In reviewing 2017, the first thing I did was look back on what I wrote for 2016.
That actually gave me a positive that has shed an unexpected light on my last 12 months, because they weren’t half as bad as the dark places that I found myself in during the previous 12.
I’ve fully intended on writing this post for a good long while so I’ve been thinking about how it was going to be constructed. I was keen to put the good points in as well as the disappointing ones, because there are parts of the year I have enjoyed, not least the fact that I went on two holidays in a year for the first time ever and went on my first summer holiday for around 2 decades.
However, my year has been dominated by the events of 5th January, when I was told that I’d be losing my job. The whole debacle has been a mess. The paperwork that makes it legal has still not been completed by my employer despite it being a 10 day process. They asked me to stay until the end of this year in March and, at the time of writing, I think I’m still staying for another year.
The hardest thing about thinking that you’re losing your job is uncertainty. With me, this is a particularly big problem because even at the age of 34, I’ve never really had a job interview that has resulted in me getting a job. I’ve had two interviews at my current employer, but I joined by accident when my temporary job in HR was made permanent. My first “real” job there had a two question interview – “do you know what SAP is?” (I didn’t really) and, “can you drive?” The second two part interview had one part dominated by questions about football. The four I’ve had with other companies have all been unsuccessful.
I approach most things with confidence, but results in most aspects of my life where I have to sell myself as being a good option typically end in failure. Narrow failure, but failure nonetheless and that isn’t remedied by however many tales I hear of people saying that redundancy is the best thing that ever happened to them or whichever cliche about doors opening and closing and everything happening for a reason dares to be ventured.
The effect of the uncertainty on me has been a drop in motivation rather than anything else. I’ve felt undervalued, and the impact of that is that I haven’t really pushed myself beyond the call of duty. I get in to work somewhere around 9 o’clock, but I’m not too bothered if it’s a bit later. I’ll leave when it’s not worth me starting something else or 5 o’clock, whichever is earlier.
It’s allowed me to set my own objectives.
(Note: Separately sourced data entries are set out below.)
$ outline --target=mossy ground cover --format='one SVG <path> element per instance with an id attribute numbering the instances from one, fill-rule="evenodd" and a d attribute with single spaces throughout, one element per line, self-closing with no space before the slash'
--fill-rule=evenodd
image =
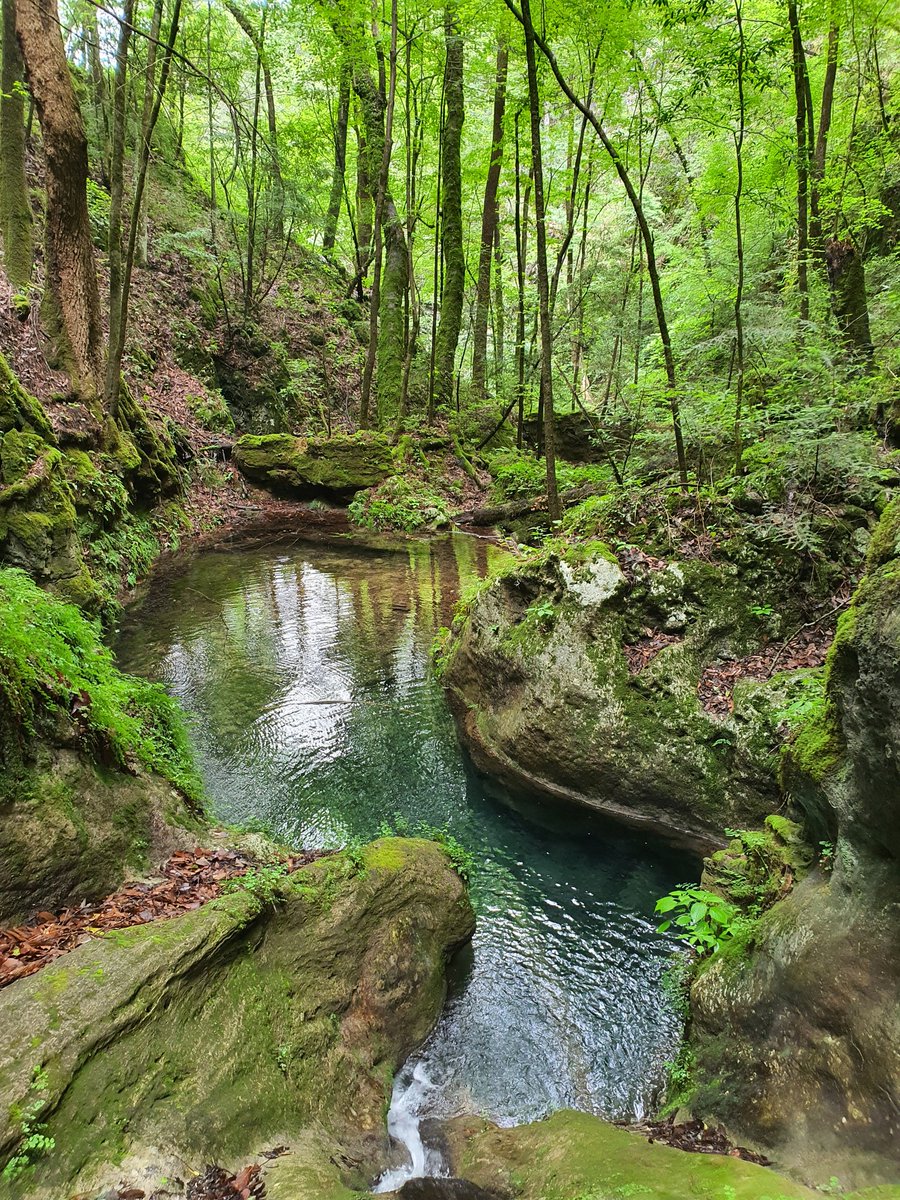
<path id="1" fill-rule="evenodd" d="M 92 622 L 15 569 L 0 569 L 0 699 L 9 722 L 4 742 L 23 741 L 65 714 L 101 761 L 124 766 L 133 756 L 200 803 L 175 701 L 119 671 Z"/>

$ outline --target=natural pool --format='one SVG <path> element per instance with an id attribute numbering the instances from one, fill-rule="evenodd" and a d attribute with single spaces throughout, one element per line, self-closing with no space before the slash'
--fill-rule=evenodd
<path id="1" fill-rule="evenodd" d="M 128 610 L 117 649 L 191 714 L 221 819 L 332 846 L 399 817 L 474 856 L 478 929 L 413 1103 L 500 1123 L 560 1107 L 639 1117 L 679 1029 L 653 904 L 697 864 L 576 810 L 486 794 L 429 657 L 496 552 L 454 535 L 402 552 L 206 553 Z"/>

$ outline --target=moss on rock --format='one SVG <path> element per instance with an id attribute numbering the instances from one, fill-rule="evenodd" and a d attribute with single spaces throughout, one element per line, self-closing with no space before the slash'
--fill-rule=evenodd
<path id="1" fill-rule="evenodd" d="M 806 837 L 827 839 L 822 868 L 757 923 L 751 953 L 717 955 L 691 992 L 694 1111 L 857 1187 L 900 1172 L 898 514 L 894 501 L 785 754 Z M 789 849 L 793 831 L 773 832 Z"/>
<path id="2" fill-rule="evenodd" d="M 602 543 L 551 546 L 460 610 L 442 680 L 476 763 L 512 786 L 676 837 L 721 840 L 777 805 L 775 700 L 704 711 L 703 667 L 746 647 L 733 573 L 672 563 L 626 580 Z M 626 649 L 667 644 L 640 670 Z"/>
<path id="3" fill-rule="evenodd" d="M 349 497 L 381 483 L 394 470 L 387 439 L 365 433 L 318 439 L 247 434 L 235 443 L 234 461 L 255 483 L 304 496 L 326 492 Z"/>
<path id="4" fill-rule="evenodd" d="M 457 1175 L 519 1200 L 813 1200 L 815 1192 L 764 1167 L 718 1154 L 685 1154 L 579 1112 L 498 1129 L 451 1123 Z"/>
<path id="5" fill-rule="evenodd" d="M 175 702 L 119 672 L 75 607 L 0 569 L 0 916 L 109 891 L 165 856 L 199 796 Z"/>
<path id="6" fill-rule="evenodd" d="M 56 1141 L 23 1195 L 101 1188 L 148 1154 L 157 1178 L 239 1162 L 314 1128 L 383 1143 L 393 1072 L 436 1019 L 473 916 L 434 843 L 366 862 L 303 868 L 274 904 L 238 889 L 91 942 L 0 994 L 0 1153 L 35 1068 Z"/>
The company I work for are very big in to “Management By Objectives”, or MBOs. They’re measurable metrics that determine whether you get a bonus and / or get sacked and they focus on the end result rather than how it’s achieved. Already having my future sorted, though, and leaving, has meant that my MBOs or my boss’ have not meant a great deal to me. Of course I work to a certain level of professional pride but within that I determine what’s important.
I treat the work world separately to what I call real world. I’ve had people in my life in the past who have pushed the boundaries of self being the most important thing towards self being the only important thing and I don’t want to be that person.
Workwise though, that’s the attitude that I’m going to take in to 2018, to value myself even if the company doesn’t.
Away from work, as I said earlier, it doesn’t seem so easy to talk about 2017 somehow. I’ve enjoyed it without anything out of the ordinary happening. It’s been regular and normal and probably what I needed after 2016. I don’t like making New Year’s Resolutions because I think it gives a certain unnecessary emphasis to what is a fairly arbitrary point in time for deciding to do stuff better, so all I’m going to say looking forward personally is that I want to carry on having fun.